Teachers in Development Education and Face, pound;8

www.tidec.org

www.face-online.org.uk

Windwards Bananas

CD-Rom free from FACE

Email: face@rase.org.uk

Our relationship with the food we eat, where and how it is produced, has become more remote as we become more urbanised and supermarkets dominate our shopping.

Teachers in the West Midlands have produced a thought-provoking and practical handbook Food and Farming - Local and Global, for investigating food and farming at key stages 23. It is packed with simple yet effective teaching and learning ideas. The investigations begin with the nature of farming - what a farmer does and the skills required, together with the interconnections between farmers and other workers and between an English farm and its worldwide markets. Pupils then question and compare production in their school garden with that in a Gambian school.

Sustainability is investigated through structured questioning about strawberry growing in the Vale of Evesham and fruit found in a supermarket.

Fair trade is explored through the production of bananas in the Windward Islands. This catches the attention of pupils and teachers with its analytical methods. For example, the sustainable development square builds from the farmer, through local and UK communities to those of More economically developed countries and the global community.
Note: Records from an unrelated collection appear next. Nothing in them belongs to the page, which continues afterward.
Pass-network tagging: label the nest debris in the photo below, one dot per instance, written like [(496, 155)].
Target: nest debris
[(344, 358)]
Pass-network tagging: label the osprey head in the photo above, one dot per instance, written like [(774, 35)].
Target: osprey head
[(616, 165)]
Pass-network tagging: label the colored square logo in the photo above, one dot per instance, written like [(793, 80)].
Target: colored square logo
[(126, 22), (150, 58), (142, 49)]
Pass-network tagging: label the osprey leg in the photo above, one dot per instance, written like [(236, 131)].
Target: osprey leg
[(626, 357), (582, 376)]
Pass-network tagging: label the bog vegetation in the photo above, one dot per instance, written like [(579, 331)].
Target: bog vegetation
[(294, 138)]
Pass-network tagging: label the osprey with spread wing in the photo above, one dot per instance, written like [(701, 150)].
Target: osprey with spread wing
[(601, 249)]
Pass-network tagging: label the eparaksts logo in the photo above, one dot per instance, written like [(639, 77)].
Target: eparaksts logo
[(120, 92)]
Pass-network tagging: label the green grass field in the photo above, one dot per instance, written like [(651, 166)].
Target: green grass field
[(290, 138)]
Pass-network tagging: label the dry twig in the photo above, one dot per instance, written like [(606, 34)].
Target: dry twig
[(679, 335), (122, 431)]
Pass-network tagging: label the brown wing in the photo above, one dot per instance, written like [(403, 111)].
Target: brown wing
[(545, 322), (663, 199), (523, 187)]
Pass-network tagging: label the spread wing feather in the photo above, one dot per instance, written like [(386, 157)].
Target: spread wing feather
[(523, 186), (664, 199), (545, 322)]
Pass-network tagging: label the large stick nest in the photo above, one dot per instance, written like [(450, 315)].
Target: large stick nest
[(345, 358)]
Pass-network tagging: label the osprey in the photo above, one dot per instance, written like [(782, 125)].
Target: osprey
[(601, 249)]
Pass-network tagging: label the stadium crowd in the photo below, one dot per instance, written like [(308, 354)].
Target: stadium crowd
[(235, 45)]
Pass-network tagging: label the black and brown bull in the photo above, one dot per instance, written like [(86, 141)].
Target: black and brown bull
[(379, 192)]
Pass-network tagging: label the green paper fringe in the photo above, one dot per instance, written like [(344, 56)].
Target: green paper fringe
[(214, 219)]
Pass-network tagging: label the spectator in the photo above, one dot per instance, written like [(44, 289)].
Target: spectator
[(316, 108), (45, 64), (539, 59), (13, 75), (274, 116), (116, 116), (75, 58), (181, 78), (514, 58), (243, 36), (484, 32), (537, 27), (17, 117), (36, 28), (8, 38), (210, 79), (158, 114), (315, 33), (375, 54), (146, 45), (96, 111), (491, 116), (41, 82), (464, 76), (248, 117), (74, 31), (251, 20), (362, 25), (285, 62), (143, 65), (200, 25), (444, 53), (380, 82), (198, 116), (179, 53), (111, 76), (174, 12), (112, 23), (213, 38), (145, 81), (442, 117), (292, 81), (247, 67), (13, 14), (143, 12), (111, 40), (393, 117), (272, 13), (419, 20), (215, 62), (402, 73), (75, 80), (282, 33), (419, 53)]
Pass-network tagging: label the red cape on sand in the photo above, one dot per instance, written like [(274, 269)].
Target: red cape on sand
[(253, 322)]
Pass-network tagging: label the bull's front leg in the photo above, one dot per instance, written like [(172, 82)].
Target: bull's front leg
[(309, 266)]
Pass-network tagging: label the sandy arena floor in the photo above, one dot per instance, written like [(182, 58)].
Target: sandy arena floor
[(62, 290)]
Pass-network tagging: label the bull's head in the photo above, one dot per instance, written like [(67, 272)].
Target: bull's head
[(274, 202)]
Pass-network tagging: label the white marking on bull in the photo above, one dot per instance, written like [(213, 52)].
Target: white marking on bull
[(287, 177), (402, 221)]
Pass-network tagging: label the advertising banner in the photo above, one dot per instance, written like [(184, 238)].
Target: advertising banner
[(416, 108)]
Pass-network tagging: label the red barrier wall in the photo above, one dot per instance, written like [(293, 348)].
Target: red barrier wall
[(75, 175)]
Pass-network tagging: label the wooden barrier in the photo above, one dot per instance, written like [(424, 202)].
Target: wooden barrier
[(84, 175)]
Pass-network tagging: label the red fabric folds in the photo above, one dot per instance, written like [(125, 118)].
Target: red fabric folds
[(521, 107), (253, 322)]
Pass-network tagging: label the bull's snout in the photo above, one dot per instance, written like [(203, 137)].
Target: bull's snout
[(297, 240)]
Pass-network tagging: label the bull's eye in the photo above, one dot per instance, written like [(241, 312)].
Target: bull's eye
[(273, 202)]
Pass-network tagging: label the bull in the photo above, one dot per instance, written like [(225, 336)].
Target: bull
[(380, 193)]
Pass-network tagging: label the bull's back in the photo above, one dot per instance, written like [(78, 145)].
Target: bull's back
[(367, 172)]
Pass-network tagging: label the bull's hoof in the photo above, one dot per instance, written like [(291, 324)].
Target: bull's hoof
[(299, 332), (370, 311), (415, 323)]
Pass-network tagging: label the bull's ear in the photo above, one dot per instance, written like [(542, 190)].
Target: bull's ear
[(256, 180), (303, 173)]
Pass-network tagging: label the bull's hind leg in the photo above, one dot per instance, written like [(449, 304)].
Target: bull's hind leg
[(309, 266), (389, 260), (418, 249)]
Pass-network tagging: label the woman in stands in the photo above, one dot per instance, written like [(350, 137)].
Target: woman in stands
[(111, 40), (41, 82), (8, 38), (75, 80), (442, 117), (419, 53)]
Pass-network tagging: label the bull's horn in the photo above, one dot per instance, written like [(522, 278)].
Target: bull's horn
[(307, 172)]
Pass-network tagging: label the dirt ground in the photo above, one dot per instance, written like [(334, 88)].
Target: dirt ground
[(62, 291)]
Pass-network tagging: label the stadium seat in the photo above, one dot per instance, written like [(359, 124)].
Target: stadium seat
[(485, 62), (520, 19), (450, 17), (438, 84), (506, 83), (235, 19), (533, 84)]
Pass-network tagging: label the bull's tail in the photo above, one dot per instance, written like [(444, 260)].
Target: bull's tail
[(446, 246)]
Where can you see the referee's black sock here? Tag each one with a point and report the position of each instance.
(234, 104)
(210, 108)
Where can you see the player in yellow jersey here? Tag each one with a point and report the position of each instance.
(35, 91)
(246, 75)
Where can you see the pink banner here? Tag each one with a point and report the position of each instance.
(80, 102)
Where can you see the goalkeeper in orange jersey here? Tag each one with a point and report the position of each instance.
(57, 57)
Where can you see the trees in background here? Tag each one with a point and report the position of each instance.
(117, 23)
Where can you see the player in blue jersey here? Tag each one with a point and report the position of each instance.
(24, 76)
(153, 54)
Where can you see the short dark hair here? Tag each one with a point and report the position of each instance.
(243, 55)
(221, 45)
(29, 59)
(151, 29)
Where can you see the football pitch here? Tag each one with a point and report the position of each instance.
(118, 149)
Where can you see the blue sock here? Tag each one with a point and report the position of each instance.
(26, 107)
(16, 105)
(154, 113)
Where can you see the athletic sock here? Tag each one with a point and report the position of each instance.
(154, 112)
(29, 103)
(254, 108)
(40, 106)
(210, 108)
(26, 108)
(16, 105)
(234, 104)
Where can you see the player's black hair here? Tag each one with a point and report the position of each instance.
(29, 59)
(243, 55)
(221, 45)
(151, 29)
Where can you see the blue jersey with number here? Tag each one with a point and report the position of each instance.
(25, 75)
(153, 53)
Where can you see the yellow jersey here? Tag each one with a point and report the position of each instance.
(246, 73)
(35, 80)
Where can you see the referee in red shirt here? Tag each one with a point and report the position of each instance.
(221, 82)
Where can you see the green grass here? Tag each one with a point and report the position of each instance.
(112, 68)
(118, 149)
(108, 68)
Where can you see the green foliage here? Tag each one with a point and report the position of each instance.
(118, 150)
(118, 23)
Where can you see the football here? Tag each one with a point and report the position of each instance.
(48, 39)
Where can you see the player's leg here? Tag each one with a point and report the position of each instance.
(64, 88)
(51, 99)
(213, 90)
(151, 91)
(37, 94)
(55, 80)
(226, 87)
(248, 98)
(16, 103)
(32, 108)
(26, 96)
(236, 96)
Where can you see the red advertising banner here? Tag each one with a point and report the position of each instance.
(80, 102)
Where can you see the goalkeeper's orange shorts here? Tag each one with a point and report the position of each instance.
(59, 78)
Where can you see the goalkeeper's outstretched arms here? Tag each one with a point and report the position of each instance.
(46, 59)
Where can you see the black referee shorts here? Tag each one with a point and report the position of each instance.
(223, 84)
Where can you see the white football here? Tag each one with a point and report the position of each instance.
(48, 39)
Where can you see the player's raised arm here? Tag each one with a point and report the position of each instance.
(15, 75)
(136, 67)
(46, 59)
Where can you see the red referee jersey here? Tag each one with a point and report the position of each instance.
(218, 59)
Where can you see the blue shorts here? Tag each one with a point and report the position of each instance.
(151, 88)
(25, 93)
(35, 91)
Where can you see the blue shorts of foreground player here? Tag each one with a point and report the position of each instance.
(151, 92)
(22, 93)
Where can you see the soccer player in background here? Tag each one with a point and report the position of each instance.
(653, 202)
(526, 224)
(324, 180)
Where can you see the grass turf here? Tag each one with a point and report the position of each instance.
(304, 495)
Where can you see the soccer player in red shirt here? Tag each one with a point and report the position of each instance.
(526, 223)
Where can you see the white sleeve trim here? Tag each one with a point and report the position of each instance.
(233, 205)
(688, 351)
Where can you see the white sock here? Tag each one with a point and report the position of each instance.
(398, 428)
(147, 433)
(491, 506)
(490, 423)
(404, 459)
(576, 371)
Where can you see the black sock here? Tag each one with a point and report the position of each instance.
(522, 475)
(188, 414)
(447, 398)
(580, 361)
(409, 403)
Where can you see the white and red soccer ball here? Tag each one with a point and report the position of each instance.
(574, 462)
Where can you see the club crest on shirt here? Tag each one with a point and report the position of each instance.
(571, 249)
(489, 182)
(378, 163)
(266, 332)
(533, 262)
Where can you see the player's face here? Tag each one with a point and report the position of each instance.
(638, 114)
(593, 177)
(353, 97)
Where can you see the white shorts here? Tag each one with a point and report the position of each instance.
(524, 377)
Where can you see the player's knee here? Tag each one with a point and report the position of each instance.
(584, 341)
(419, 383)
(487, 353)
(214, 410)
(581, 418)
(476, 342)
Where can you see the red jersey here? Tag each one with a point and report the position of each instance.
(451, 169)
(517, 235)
There is also a “meta-learning cycle” of an enquiry tree growing from initial questions (roots) fed by background research (soil), enabling enquiry issues to be established (trunk and branches) and solutions found (fruit).

There are clear photographs, mind-maps, internet and curriculum links throughout.

The Windwards Bananas CD-Rom can be used independently of Food and Farming or as a support material. In four PowerPoint sets, pupils are introduced to the Windward Islands, see the issues regarding production and earning a living from bananas, and consider how fair trade works and has an effect on development. Banks of key questions for each slide, cross-referenced to national curriculum schemes of work, enable pupils to focus on the nature of Caribbean food produced for export.